Published online by Cambridge University Press: 24 June 2014
Chronic fatigue syndrome (CFS) is a complex syndrome with a psychiatric comorbidity of 70–80%. A psychiatric interview is necessary in order to exclude psychiatric illness and to identify psychiatric comorbidity. Studies have demonstrated that in general medical practice and in the non-psychiatric specialist practice, physicians tend to underdiagnose psychopathology in patients with CFS. There are many questions unanswered about the treatment of CFS
Typical issues for the psychiatric practice are reviewed: psychiatric comorbidity, dysregulation of the PHA-axis and the treatment of CFS.

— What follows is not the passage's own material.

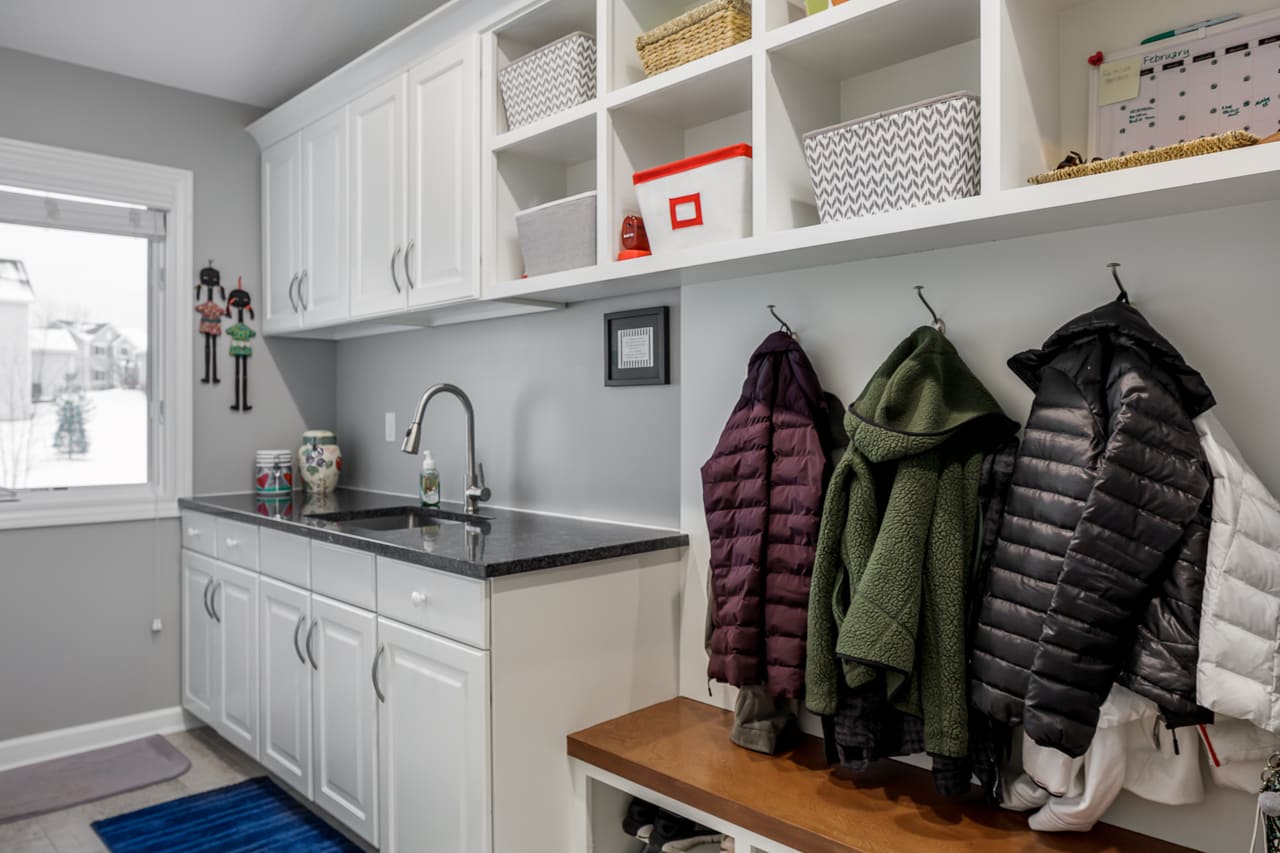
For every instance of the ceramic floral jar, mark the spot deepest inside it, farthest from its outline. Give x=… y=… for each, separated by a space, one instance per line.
x=320 y=461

Depression, somatization, sleeping disorders and anxiety disorders are the most important psychopathological symptoms found in CFS patients. CFS should not be regarded as a masked (somatoform) depression. Although the results from neuroendocrinological studies assessing the hypothalamic–pituitary–adrenal axis (HPA-axis) are inconsistent, they suggest that there is a subgroup of CFS patients suffering from a discrete dysregulation of the HPA-axis resulting in basal hypocortisolaemia. These findings, however, do not reveal a causal relationship. Antidepressants do not seem to have a positive influence on the symptom of fatigue, but appear to be beneficial in alleviating the symptoms of depression and social functioning. Cognitive behaviour therapy and graded exercise show a significant improvement on fatigue and other symptoms and are the only treatments available for CFS patients.